Firm following strategy of working closely with strategic partners and developing channel-led segment to access more customers

Dynatrace is looking to widen its channel reach, working with a select number of partners, while also developing relationships with managed service providers that can take its technology to the mid-market.

The observability specialist has seen success working with a number of strategic partners, but with interest in its technology spreading across a wider customer base, the firm has looked to meet that demand through a larger number of channel relationships.

Spearheading most of that activity is Jay Snyder, Dynatrace’s senior vice-president of partners and alliances, who has been with the business for six months and has already started to make an impact on channel strategy.

“Traditionally, Dynatrace is focused on the Fortune 2,000 or 5,000, wherever you want to call it,” he said. “We just re-segmented our sales organisation to focus really at the high end, but we’ve carved out a commercial business as well, which is going to be predominantly, if not exclusively, partner led.

“There’s going to be a strong play for partners that provide a managed service into that commercial space,” said Snyder. “So, we’re bifurcating how we think about it.”

For now, the vendor has decided not to use distribution to get to those partners, but will generate relationships on its own steam.

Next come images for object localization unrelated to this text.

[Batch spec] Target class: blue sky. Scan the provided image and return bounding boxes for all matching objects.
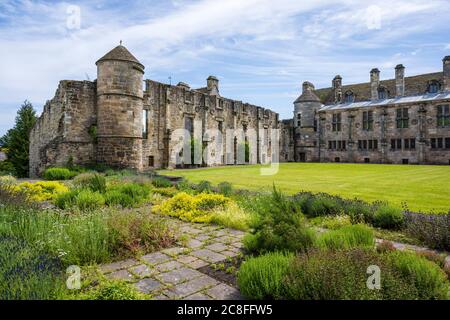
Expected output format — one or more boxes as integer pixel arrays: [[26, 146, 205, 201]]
[[1, 0, 449, 136]]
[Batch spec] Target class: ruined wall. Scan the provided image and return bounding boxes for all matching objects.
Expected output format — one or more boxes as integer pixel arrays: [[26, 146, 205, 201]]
[[143, 80, 279, 169], [29, 80, 96, 177]]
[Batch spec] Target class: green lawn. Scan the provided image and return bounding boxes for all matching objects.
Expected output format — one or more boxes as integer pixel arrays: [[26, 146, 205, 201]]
[[159, 163, 450, 213]]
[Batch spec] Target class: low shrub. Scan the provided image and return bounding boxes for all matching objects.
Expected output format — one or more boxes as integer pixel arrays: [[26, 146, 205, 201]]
[[13, 181, 69, 202], [104, 190, 134, 208], [0, 160, 15, 175], [310, 215, 352, 230], [376, 240, 396, 253], [106, 183, 151, 207], [155, 192, 230, 223], [0, 175, 17, 186], [151, 177, 172, 188], [43, 167, 78, 180], [176, 179, 195, 193], [211, 202, 255, 231], [152, 187, 179, 198], [196, 180, 212, 193], [75, 190, 105, 211], [55, 188, 105, 211], [0, 236, 65, 300], [299, 193, 343, 217], [217, 182, 233, 196], [404, 212, 450, 251], [108, 210, 176, 257], [75, 280, 147, 300], [244, 188, 316, 254], [345, 200, 375, 224], [283, 248, 421, 300], [238, 252, 294, 299], [316, 224, 375, 250], [0, 184, 32, 208], [73, 173, 107, 193], [387, 250, 449, 300], [373, 205, 404, 230]]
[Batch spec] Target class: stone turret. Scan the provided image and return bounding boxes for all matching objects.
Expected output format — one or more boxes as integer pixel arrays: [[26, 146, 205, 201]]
[[95, 44, 145, 170]]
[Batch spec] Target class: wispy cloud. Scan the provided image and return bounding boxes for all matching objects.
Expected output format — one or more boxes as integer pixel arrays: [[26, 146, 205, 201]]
[[0, 0, 449, 135]]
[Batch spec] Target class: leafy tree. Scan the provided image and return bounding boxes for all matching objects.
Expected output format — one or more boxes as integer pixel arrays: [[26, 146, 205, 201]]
[[0, 101, 37, 177]]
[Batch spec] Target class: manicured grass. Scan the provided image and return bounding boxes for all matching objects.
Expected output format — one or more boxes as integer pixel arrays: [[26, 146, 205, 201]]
[[159, 163, 450, 212]]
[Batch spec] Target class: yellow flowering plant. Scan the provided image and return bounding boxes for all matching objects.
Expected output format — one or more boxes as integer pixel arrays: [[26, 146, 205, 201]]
[[13, 181, 69, 202]]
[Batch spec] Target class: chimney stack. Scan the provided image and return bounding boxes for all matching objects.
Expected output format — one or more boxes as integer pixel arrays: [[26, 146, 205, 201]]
[[370, 68, 380, 101], [207, 76, 219, 95], [443, 56, 450, 91], [332, 75, 342, 104], [303, 81, 315, 93], [395, 64, 405, 97]]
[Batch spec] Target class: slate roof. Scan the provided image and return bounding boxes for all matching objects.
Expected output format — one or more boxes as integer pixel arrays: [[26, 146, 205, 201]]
[[314, 72, 443, 105], [319, 91, 450, 111], [294, 90, 321, 103], [96, 45, 144, 68]]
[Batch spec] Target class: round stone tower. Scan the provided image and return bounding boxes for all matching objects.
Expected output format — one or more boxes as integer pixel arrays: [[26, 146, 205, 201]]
[[95, 45, 145, 170]]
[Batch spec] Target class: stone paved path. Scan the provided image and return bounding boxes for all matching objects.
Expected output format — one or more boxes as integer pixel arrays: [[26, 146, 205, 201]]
[[99, 219, 245, 300]]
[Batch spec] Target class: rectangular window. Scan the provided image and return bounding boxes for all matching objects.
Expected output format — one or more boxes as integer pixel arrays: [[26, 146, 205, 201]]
[[368, 140, 373, 150], [329, 141, 332, 150], [397, 139, 402, 150], [445, 138, 450, 149], [332, 113, 342, 132], [431, 138, 436, 149], [142, 110, 148, 139], [342, 141, 346, 150], [404, 139, 410, 150], [362, 111, 374, 131], [391, 139, 396, 150], [358, 140, 363, 150], [148, 156, 154, 167], [373, 140, 378, 150], [410, 138, 416, 150], [437, 138, 443, 149], [396, 108, 409, 128], [437, 105, 450, 127]]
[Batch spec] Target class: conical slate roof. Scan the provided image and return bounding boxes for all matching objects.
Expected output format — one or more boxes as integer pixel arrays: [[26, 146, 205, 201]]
[[96, 45, 144, 68], [294, 90, 321, 103]]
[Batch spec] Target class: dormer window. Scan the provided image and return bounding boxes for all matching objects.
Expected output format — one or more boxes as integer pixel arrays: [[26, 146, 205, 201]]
[[344, 91, 354, 103], [378, 87, 388, 100], [428, 80, 441, 94]]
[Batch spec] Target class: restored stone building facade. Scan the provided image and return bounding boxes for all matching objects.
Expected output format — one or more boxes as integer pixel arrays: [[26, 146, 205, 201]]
[[288, 57, 450, 165], [30, 45, 279, 177]]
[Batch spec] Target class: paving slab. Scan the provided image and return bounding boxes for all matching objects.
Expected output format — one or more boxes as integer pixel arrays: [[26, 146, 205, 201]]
[[134, 278, 164, 294], [141, 252, 171, 265], [106, 269, 135, 282], [206, 283, 243, 300], [129, 264, 158, 278], [205, 242, 229, 252], [191, 249, 227, 263], [176, 255, 198, 264], [99, 259, 139, 274], [155, 260, 184, 272], [161, 247, 187, 256], [164, 275, 218, 299], [157, 267, 204, 285]]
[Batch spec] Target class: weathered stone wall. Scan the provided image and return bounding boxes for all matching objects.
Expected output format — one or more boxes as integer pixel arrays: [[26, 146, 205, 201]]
[[315, 101, 450, 164], [29, 80, 96, 177], [96, 59, 144, 170], [142, 79, 279, 169]]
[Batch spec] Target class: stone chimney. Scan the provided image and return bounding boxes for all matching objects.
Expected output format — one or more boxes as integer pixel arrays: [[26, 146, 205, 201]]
[[395, 64, 405, 97], [443, 56, 450, 91], [370, 68, 380, 101], [303, 81, 315, 93], [207, 76, 219, 95], [332, 75, 342, 104]]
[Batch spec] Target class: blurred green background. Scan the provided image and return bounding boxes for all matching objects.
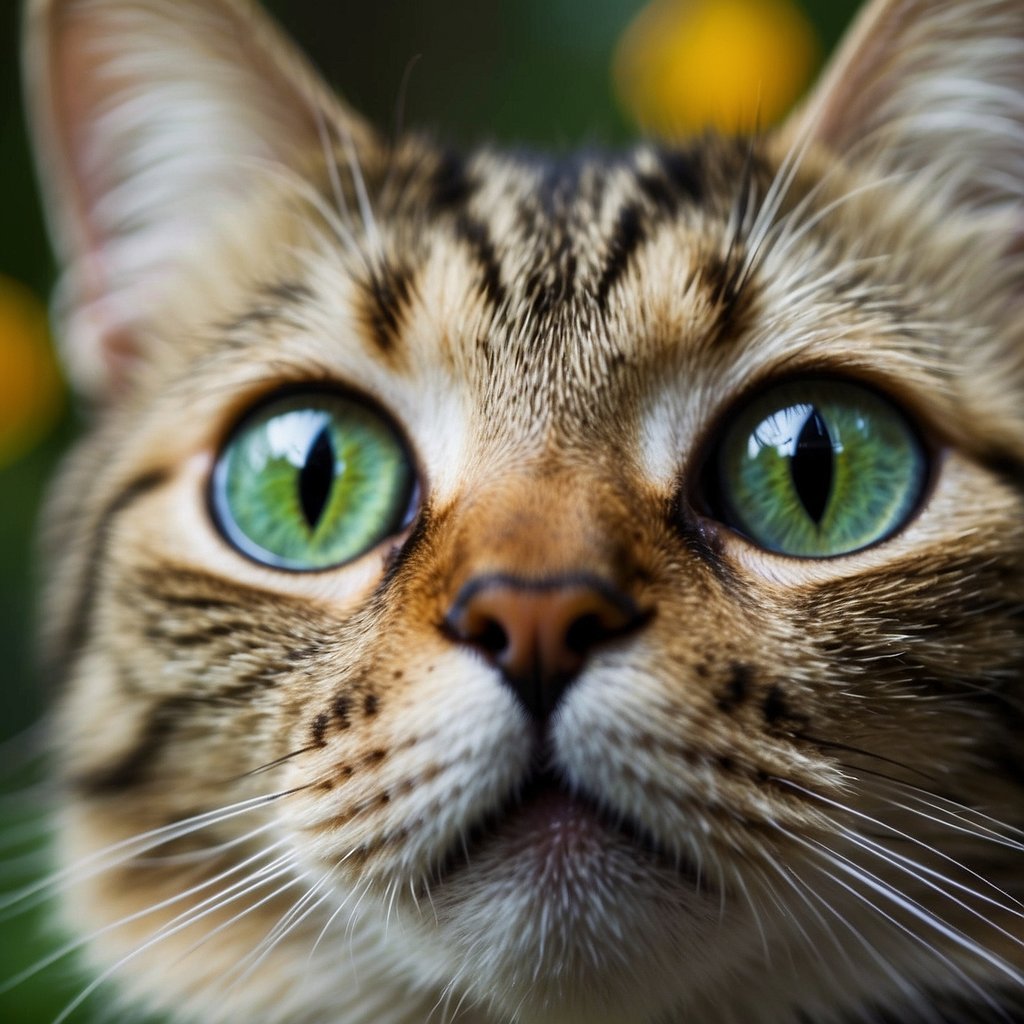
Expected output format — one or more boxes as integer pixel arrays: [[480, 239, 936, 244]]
[[0, 0, 859, 1020]]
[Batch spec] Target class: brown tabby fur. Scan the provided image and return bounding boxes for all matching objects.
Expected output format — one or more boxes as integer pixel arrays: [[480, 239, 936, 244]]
[[17, 0, 1024, 1021]]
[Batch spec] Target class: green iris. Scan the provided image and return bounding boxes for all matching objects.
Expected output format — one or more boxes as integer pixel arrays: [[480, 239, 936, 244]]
[[716, 379, 925, 557], [212, 392, 415, 570]]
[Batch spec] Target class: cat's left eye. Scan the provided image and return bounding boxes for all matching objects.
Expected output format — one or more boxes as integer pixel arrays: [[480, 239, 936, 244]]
[[211, 391, 416, 571]]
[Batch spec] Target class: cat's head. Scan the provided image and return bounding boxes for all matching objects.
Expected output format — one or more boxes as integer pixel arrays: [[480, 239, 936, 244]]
[[22, 1, 1024, 1022]]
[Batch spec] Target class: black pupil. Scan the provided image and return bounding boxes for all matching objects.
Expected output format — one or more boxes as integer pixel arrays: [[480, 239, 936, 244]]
[[791, 409, 833, 524], [299, 426, 336, 531]]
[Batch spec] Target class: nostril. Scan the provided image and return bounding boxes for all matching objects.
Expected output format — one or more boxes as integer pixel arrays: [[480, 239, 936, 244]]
[[444, 604, 509, 658], [474, 617, 508, 656], [565, 612, 607, 655]]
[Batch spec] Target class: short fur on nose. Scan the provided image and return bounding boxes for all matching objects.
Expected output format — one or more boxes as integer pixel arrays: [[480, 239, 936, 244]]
[[444, 574, 644, 721]]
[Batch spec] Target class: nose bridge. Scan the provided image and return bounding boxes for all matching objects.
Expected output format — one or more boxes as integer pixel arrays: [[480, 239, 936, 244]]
[[448, 466, 629, 586]]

“We’ll go directly from an inside sales model right to our partners,” he said. “I will consider distribution, but we’re going to choose a handful of partners and each of the regions that we think can effectively prosecute that commercial market. A lot of those players will probably end up being managed service providers, because they provide a layer that isn’t specific to just observability, but it’s a handful of IT services that you find those smaller companies need anyway and that creates the stickiness for us and then provides a solution over time.”

Strategic partners

The vendor is committed to supporting its existing strategic partners, which have been able to help it grow the business.

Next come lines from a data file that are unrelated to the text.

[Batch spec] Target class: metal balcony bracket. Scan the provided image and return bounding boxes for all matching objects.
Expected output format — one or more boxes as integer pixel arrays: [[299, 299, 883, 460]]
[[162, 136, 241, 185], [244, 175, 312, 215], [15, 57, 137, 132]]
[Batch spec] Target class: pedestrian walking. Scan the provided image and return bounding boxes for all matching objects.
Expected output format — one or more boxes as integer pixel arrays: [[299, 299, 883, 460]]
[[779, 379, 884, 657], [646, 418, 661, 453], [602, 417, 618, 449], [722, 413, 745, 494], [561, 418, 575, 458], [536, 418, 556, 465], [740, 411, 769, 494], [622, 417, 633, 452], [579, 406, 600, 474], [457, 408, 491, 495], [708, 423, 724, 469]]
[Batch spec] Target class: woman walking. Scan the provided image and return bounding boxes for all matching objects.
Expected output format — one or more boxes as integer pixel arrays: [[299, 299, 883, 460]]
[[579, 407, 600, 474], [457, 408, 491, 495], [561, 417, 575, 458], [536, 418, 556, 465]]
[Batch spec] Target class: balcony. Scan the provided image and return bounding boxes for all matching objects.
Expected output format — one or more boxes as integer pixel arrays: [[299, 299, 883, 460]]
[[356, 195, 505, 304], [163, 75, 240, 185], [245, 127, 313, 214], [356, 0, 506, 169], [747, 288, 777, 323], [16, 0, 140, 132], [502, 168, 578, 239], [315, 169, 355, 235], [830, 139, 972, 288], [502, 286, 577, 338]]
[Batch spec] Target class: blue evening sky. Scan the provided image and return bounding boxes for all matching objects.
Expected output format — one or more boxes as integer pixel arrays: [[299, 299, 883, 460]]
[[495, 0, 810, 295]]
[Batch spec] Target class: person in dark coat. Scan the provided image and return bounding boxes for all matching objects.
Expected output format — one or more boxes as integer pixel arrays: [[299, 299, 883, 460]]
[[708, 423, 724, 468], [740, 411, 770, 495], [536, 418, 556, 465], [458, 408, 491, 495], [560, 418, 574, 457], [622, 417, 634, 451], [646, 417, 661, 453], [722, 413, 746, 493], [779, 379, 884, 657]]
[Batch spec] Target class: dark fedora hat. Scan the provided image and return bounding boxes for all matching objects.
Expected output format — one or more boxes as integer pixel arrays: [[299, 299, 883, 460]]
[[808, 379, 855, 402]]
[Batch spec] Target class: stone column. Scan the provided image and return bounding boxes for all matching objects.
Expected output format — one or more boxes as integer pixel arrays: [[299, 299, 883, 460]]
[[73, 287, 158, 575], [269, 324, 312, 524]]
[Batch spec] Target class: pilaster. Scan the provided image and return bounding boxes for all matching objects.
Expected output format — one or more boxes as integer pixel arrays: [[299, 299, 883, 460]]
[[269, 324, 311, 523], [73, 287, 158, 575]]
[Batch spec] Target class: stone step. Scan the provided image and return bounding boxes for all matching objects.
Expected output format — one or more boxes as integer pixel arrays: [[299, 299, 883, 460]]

“Internal resources [are focused on] the strategic and enterprise space, and we’re going to work with our biggest partners,” said Synder.

An example of those partnerships in action comes from Andy Fleck, head of digital performance management at Eviden, who said it had taken the Dynatrace technology and been able to drive it further into customer businesses as it identified more areas where observability could make a positive impact.

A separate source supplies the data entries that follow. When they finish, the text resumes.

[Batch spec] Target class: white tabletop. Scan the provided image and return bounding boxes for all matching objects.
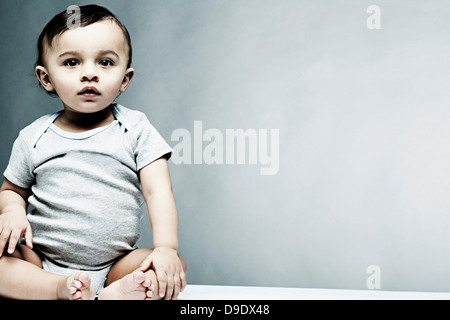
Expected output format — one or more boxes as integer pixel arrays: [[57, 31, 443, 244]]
[[179, 284, 450, 300]]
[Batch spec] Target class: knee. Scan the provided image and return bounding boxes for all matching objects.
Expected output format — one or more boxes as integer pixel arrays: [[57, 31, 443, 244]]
[[131, 248, 154, 261], [0, 244, 42, 268], [135, 248, 186, 271], [1, 244, 25, 260], [131, 248, 186, 272]]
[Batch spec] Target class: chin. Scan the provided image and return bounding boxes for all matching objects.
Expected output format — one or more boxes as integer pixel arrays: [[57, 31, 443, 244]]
[[69, 102, 111, 113]]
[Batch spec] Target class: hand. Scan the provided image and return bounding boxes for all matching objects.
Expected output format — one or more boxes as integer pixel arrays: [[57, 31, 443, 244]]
[[0, 211, 33, 257], [139, 247, 186, 300]]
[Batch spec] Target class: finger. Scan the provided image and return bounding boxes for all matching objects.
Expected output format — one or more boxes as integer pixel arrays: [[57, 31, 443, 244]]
[[143, 277, 152, 288], [0, 229, 11, 257], [139, 256, 152, 272], [156, 268, 167, 298], [24, 225, 33, 249], [173, 274, 181, 300], [165, 274, 174, 300], [180, 270, 187, 292], [7, 229, 21, 254]]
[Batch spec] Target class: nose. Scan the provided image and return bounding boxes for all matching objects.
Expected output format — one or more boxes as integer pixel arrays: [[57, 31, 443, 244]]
[[81, 63, 99, 82]]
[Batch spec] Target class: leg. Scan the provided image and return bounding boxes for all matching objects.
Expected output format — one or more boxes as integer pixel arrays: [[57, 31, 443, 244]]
[[0, 244, 95, 300], [105, 248, 156, 285], [98, 249, 157, 300], [98, 248, 187, 300]]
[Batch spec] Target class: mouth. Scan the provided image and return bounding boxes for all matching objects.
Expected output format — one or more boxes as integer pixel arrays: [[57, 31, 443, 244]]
[[78, 86, 101, 97]]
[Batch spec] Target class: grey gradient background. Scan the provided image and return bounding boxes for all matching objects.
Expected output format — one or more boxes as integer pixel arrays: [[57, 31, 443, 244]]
[[2, 0, 450, 292]]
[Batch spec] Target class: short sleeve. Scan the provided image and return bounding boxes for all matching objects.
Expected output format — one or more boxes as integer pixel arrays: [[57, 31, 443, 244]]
[[3, 133, 35, 188], [133, 115, 173, 171]]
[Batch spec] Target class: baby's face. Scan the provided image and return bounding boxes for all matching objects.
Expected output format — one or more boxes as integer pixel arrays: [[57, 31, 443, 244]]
[[36, 20, 134, 113]]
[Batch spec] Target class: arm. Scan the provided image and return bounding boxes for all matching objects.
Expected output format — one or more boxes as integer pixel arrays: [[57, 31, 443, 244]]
[[138, 157, 186, 299], [141, 158, 178, 250], [0, 178, 33, 256]]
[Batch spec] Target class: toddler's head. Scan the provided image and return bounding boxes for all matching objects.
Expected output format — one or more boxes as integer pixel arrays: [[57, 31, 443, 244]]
[[35, 5, 133, 102]]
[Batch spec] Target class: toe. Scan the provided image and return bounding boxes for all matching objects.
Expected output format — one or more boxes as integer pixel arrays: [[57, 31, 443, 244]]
[[73, 280, 82, 289], [132, 270, 146, 284], [78, 272, 92, 287]]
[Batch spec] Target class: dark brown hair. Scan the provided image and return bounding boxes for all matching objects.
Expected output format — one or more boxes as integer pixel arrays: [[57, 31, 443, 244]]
[[36, 4, 133, 96]]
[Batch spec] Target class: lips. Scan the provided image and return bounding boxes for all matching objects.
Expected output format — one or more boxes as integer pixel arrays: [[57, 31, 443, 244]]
[[78, 86, 101, 96]]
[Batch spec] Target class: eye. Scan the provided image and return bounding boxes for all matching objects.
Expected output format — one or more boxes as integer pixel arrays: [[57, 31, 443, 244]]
[[63, 59, 79, 67], [99, 59, 113, 67]]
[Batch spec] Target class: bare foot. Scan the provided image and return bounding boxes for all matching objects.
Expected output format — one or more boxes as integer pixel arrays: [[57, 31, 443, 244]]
[[98, 269, 155, 300], [57, 271, 96, 300]]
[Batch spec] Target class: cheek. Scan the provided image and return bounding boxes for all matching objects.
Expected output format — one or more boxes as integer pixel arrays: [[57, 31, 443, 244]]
[[48, 72, 76, 94], [51, 81, 70, 97], [103, 74, 126, 95]]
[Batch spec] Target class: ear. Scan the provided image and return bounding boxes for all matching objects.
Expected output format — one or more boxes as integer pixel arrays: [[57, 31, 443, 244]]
[[119, 68, 135, 93], [35, 66, 55, 92]]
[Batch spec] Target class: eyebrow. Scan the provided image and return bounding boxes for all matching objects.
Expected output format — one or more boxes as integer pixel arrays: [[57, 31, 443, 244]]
[[58, 50, 120, 59]]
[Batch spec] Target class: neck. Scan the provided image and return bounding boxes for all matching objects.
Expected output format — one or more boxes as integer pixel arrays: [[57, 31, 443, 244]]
[[56, 105, 115, 133]]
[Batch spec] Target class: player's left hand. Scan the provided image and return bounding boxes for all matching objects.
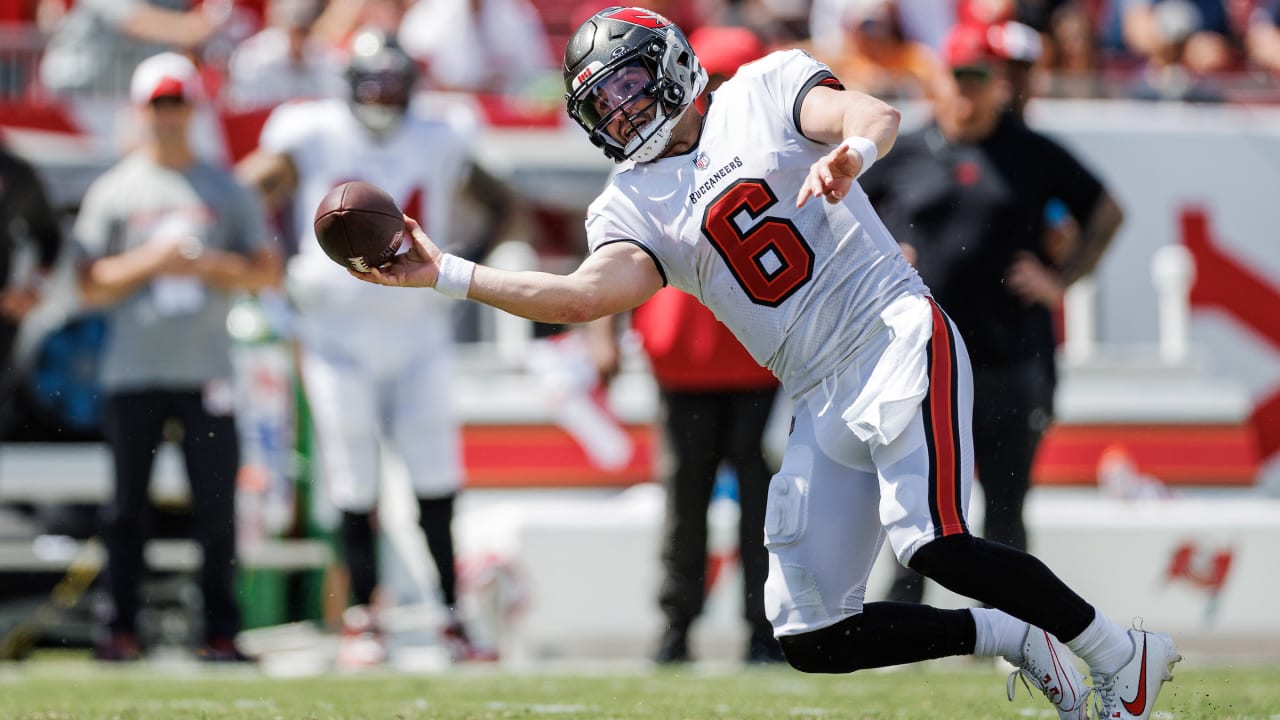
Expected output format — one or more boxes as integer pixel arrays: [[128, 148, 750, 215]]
[[1006, 251, 1065, 308], [350, 215, 443, 288], [796, 143, 860, 208]]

“We were delivering managed services around observability typically to customers experiencing pain with the performance of their applications,” he said. “It was a single use case, and over time we’ve consolidated that observability capability from the different parts of [the business] as it’s grown and acquired, and then put those into one place.”

As customers have moved to multi-cloud environments, the complexity has increased, and so have the opportunities for those delivering observability.

“One of the main growth areas is with public cloud adoption, so when a customer has a business service, which is on-premise, they want to migrate that to one of the public clouds, but they want to do that simply and quickly with less risk, and where it really becomes interesting is when you also include the hyperscalers in the discussion as well,” he said. “You can have a tripartite discussion between the MSP, us in that case, but also Dynatrace and AWS.”